There's reddit groups for electricians. I didn't get many replies, but one of the guys assured me that I'd put a ton of work into becoming a lineman, and I'd wind up unwanted on every jobsite until I burn out, because my height is not conducive to being useful in the lineman profession. said something like "you don't want to be wishing you could use your tippy toes 60ft in the air"


----------



## HackWork

psssst8 said:


> There's reddit groups for electricians. I didn't get many replies, but one of the guys assured me that I'd put a ton of work into becoming a lineman, and I'd wind up unwanted on every jobsite until I burn out, because my height is not conducive to being useful in the lineman profession. said something like "you don't want to be wishing you could use your tippy toes 60ft in the air"

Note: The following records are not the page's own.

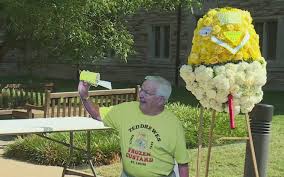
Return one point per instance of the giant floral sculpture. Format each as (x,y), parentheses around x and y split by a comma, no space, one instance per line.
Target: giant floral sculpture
(225,65)
(225,70)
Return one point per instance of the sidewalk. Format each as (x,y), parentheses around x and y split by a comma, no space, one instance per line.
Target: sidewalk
(14,168)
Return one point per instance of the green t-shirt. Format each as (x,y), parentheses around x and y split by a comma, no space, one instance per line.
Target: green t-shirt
(149,144)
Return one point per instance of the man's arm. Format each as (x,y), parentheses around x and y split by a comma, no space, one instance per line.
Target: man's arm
(183,170)
(91,108)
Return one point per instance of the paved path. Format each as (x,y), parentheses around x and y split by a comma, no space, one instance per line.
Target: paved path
(14,168)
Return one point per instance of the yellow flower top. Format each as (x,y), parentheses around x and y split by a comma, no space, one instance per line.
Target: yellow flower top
(224,35)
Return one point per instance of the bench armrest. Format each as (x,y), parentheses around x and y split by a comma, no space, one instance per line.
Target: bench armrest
(30,106)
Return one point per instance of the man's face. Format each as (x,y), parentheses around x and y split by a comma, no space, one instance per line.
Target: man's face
(147,95)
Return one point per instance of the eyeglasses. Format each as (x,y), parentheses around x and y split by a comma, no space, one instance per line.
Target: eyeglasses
(146,92)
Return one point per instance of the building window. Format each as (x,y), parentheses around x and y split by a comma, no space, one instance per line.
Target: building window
(267,31)
(159,41)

I think that is one idiot's opinion.


----------



## psssst8

Mr. Lacarno said:


> 5'4" is the perfect height for a plumber. That's where the money is.


my older brother was a great plumber. he's a welder now. he **** talks plumbers up and down at every family gathering. I don't really want to be the younger brother doing the work my older brother says is garbage. plus, I have more of a passion for electricity. & my ex left me for a guy in our plumbers union, so I don't really want to have to see him at the hall.


----------



## splatz

psssst8 said:


> There's reddit groups for electricians. I didn't get many replies, but one of the guys assured me that I'd put a ton of work into becoming a lineman, and I'd wind up unwanted on every jobsite until I burn out, because my height is not conducive to being useful in the lineman profession. said something like "you don't want to be wishing you could use your tippy toes 60ft in the air"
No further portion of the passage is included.